Ex. “brillefutterála” which is a slightly adapated loanword from Norwegian to North Saami. The normative word is “čalbmelássaskuohppu”

brillefutterála+Err/Lex:brille#futterál SOSIAL "spectacle case" ;

The descriptive FST will inflect “brillefutterála”, but the line with the tag Err/Lex is removed from the normative analyser/generator during the compilation prosess.

brillefutterálat 
brillefutterálat	brillefutterála+N+Err/Lex+Pl+Nom

The normative analyser:

brillefutterálat
brillefutterálat	brillefutterálat	+?

Lexical homonymi: how to identify the correct lemma e.g. in a dictionary

Two lemmas can have identical base forms, but different paradigms and semantics.

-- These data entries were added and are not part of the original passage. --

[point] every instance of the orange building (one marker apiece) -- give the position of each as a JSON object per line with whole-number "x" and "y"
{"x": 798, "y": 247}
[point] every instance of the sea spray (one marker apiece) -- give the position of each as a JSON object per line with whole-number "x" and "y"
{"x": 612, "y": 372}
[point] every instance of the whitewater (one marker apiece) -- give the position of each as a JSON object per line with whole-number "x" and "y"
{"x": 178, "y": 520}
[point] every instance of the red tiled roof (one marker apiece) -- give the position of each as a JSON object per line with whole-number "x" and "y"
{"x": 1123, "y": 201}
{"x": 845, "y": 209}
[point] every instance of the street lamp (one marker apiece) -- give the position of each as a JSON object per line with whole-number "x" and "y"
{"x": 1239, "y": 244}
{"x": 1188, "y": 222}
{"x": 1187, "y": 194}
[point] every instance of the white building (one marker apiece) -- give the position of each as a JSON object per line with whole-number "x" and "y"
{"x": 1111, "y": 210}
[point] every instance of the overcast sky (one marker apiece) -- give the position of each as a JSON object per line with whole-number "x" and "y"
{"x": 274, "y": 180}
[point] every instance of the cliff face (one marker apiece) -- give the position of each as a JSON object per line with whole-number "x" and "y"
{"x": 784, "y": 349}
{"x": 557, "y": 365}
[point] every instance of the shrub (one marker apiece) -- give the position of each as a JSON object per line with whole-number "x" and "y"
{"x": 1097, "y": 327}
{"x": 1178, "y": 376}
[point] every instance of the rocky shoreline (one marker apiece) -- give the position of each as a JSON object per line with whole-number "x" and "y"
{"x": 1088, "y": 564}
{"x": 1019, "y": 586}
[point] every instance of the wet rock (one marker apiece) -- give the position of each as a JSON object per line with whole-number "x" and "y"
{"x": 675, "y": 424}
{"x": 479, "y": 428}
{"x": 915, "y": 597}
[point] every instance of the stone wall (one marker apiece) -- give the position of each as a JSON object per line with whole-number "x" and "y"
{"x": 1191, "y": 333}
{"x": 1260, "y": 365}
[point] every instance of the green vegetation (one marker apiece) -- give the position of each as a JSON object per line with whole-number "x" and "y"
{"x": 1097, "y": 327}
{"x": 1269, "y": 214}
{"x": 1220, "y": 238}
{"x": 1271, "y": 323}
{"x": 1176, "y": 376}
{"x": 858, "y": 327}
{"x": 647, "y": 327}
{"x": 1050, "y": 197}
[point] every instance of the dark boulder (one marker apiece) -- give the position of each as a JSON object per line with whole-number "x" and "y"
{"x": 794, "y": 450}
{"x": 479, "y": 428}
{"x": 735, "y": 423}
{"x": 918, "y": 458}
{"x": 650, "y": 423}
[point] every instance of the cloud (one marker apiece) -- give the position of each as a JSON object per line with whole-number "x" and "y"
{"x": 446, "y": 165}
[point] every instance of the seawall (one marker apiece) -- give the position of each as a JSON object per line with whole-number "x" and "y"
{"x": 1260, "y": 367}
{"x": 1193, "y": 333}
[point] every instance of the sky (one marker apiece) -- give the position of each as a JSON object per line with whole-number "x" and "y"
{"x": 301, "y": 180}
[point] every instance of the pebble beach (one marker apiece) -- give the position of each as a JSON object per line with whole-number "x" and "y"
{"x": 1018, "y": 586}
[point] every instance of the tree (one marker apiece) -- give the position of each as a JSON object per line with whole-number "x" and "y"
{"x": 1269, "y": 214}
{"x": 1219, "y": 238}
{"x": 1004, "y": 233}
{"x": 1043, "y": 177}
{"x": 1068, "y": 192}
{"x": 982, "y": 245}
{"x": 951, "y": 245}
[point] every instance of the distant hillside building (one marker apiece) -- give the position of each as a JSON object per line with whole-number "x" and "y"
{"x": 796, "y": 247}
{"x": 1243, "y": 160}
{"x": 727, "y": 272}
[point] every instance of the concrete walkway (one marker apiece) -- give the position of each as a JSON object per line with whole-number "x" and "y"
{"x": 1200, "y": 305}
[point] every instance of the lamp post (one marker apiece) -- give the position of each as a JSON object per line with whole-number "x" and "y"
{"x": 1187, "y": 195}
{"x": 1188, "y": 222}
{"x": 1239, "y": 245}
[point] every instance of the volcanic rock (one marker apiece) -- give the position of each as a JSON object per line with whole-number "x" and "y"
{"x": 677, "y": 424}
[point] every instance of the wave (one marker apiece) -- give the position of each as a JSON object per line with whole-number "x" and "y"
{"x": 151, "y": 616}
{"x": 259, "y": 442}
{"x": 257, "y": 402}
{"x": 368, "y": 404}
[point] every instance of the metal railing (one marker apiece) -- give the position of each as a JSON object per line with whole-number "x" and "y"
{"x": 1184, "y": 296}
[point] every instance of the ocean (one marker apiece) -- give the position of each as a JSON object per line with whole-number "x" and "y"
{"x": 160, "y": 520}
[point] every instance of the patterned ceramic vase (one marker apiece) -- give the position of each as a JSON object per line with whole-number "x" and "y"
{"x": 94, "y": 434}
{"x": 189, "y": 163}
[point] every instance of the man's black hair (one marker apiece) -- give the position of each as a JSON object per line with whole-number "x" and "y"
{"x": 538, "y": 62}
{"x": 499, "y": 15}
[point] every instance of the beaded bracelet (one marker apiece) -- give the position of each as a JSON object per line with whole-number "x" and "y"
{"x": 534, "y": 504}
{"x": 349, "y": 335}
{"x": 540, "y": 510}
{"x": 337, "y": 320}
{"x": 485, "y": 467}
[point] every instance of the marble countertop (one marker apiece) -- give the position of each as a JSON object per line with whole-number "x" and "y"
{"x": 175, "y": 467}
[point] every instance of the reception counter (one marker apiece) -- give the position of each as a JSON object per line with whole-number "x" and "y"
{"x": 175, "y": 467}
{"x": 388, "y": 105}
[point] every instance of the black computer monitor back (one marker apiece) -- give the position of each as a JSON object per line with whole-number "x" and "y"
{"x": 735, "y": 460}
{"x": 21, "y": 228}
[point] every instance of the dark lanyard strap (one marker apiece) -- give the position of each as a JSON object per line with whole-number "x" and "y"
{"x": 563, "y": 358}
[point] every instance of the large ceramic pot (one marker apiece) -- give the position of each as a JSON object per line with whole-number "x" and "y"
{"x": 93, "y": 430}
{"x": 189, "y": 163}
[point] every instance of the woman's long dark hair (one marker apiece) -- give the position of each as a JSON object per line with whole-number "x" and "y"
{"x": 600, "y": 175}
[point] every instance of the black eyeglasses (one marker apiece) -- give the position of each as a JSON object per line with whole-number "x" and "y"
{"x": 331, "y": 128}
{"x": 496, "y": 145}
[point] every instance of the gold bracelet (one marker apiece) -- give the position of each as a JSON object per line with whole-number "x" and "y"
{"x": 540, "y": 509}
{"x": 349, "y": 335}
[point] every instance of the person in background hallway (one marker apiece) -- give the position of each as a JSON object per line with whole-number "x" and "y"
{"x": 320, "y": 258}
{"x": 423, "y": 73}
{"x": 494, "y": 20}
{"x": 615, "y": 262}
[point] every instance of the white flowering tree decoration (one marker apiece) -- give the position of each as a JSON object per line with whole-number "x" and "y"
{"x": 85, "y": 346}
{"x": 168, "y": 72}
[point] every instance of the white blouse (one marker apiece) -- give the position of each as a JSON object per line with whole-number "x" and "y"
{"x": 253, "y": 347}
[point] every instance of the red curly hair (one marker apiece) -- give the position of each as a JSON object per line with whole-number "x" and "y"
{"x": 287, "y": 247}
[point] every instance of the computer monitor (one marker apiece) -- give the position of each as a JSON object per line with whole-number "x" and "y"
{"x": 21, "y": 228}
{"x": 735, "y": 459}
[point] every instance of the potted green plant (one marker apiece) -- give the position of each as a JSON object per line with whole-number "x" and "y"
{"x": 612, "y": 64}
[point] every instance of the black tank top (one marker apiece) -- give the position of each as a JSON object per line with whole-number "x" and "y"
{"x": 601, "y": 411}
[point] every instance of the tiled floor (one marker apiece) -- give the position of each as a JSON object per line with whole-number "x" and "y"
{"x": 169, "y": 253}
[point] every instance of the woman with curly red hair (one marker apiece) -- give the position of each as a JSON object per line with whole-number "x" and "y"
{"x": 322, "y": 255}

The lemmas belong to different stem-categories: Add morphogical tags

Example from North Saami. G3 = Grade 3 in consonant gradation

beassi:beassi BEARRI "nest" ;
beassi+G3:beas'si AIGI "birchbark" ;

Analysis:

beassi
beassi	beassi+N+G3+Sg+Nom
beassi	beassi+N+G3+Sg+Acc
beassi	beassi+N+G3+Sg+Gen
beassi	beassi+N+Sg+Nom

beasi
beasi	beassi+N+Sg+Gen
beasi	beassi+N+Sg+Acc

Example from North Saami. NomAg tag for derivation Nomen Agentis

vuovdi+NomAg:vuovdi ACTOR "salesman" ;
vuovdi+G3:vuov'di AIGI "forest" ;

Analysis:

vuovdi
vuovdi	vuovdi+N+NomAg+Sg+Nom
vuovdi	vuovdi+N+NomAg+Sg+Acc
vuovdi	vuovdi+N+NomAg+Sg+Gen
vuovdi	vuovdi+N+Sg+Nom

vuovddi
vuovddi	vuovdi+N+Sg+Gen
vuovddi	vuovdi+N+Sg+Acc

In stead of morphogical tags, one can add homonymi tags

Example from South Saami, two verbs:

govledh+Hom1:govl TJOEHPEDH_TV "hear" ;
govledh+Hom2:govl VÅÅJNEDH "sound" ;

Analysis:

gåvla
gåvla	govledh+Hom1+V+TV+Ind+Prs+Sg3

govloe
govloe	govledh+Hom2+V+IV+Ind+Prs+Sg3

Orthograpic variants (all normative) of the same lemma: tags v1, v2…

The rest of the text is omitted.